Two millennia later the wall is still there. Or a remarkable amount of it, anyway, considering locals started stealing the stones for their own use in the 7th century.
An offering bowl at the Temple of Mithras at Hadrian’s wall.Credit:Nick Miller
Hikers in hideously practical clothes and bulging backpacks walk its length, dodging cows and sheep, through stunning, serene countryside.
They’re rewarded with regular gems such as an old Roman temple of Mithras, its roof long gone, its walls worn down to waist height, but still evocative; an ancient stone bowl on the altar now holds the offerings of passers-by: pennies, flowers, a gnarled root, smooth stones, a tuft of wool, a Spanish badge, a laminated card with a Christian greeting.
On a nearby hill butting up against the wall is the stone footprint of a Roman garrison built to a plan repeated across the Empire: here the luxurious commander’s quarters with under-floor heating, there the long barracks, down here the communal baths.
Outside the old gates the bones of a village stick out of the sod: houses where the "unofficial" wives of the soldiers lived until the rule against army marriage was relaxed.
Tourists wander over it and try to imagine how it was.
And you get other thoughts, too. About other walls.
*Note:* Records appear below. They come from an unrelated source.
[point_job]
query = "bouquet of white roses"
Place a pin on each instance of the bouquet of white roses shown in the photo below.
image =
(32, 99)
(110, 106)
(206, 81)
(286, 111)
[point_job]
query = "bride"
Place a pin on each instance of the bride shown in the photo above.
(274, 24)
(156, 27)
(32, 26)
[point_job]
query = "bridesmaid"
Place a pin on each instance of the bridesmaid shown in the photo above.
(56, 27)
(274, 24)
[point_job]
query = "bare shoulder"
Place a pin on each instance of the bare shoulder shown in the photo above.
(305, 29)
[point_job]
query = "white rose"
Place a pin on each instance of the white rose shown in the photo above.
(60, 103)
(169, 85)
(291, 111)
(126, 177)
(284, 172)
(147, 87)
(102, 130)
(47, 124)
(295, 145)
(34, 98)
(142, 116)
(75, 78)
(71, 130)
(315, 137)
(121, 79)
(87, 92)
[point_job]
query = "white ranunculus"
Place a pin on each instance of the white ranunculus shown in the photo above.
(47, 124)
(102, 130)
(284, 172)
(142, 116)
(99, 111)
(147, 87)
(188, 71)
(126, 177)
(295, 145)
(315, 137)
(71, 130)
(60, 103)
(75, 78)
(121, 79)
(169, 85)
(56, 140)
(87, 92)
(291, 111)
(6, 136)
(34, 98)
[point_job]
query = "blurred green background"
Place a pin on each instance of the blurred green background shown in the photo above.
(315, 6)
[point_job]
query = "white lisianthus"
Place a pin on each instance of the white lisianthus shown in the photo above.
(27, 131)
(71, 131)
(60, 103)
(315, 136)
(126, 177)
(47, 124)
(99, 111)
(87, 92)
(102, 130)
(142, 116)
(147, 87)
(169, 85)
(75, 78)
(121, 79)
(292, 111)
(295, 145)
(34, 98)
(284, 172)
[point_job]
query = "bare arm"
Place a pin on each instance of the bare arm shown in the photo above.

Borders and walls. Europe’s obsessed with them right now. A European parliament election was just fought, partly, on what Australians would call border security issues; the EU has built around 1000km of new border fences since the fall of the Berlin Wall in 1989, to keep out migrants.
Just two new walls were built in the 90s, by 2017 there were 15.
Brexit sits on a knife edge, the project’s whole future pivoting on the intractable question of what to do with the invisible line between Ireland and Northern Ireland, whether barriers must return to this divided land.
And further afield, of course, another wall is to be built. And it’s going to be beautiful and so, so great.
Construction workers install new border wall sections seen from Tijuana, Mexico, in January.Credit:AP
Dr Chiara Bonacchi, a historian at the University of Stirling, noticed that soon after Trump’s election and announcement of a wall to be built on the US southern border people on social media started to explain, support or oppose the plan by citing Hadrian’s Wall.
Those in favour would emphasise the wall’s strength and longevity, imagining that in two thousand years’ time tourists will be admiring Trump’s monumental legacy to keep out the barbarians. Those opposed would mock the wall’s failure to keep the northern tribes in their place (noting, perhaps, Trump's Scottish ancestry) and predict Trump’s effort, too, would fall into ruin, a curiosity of an arrogant and depraved emperor.
Bonacchi also noted that most thought of the wall as a something built to “keep out” others, neglecting its second role as “a place of encounter, a border zone… allowing for interactions and trading relationships”.
There is a school of thought that Hadrian’s wall was not built, as that old scholar wrote, to keep out the barbarians, but rather to regularise and encourage trade and settlement. A very modern idea of a border rather than a barrier.
One imagines Trumpists would give this theory short shrift.
An area of exchange not a barrier?Credit:Nick Miller
“Despite being a symbol of separation and isolation, there is one (alarmingly) unifying function that Hadrian’s Wall is playing within the political conversations we have analysed,” said Bonacchi. “It is a wall that divides, but also connects regions and peoples who are experiencing populist nationalism today, regardless of the side of the fence where they stand.
“As such, it remains a powerful but contested image and heritage site, of great resonance in today’s world.”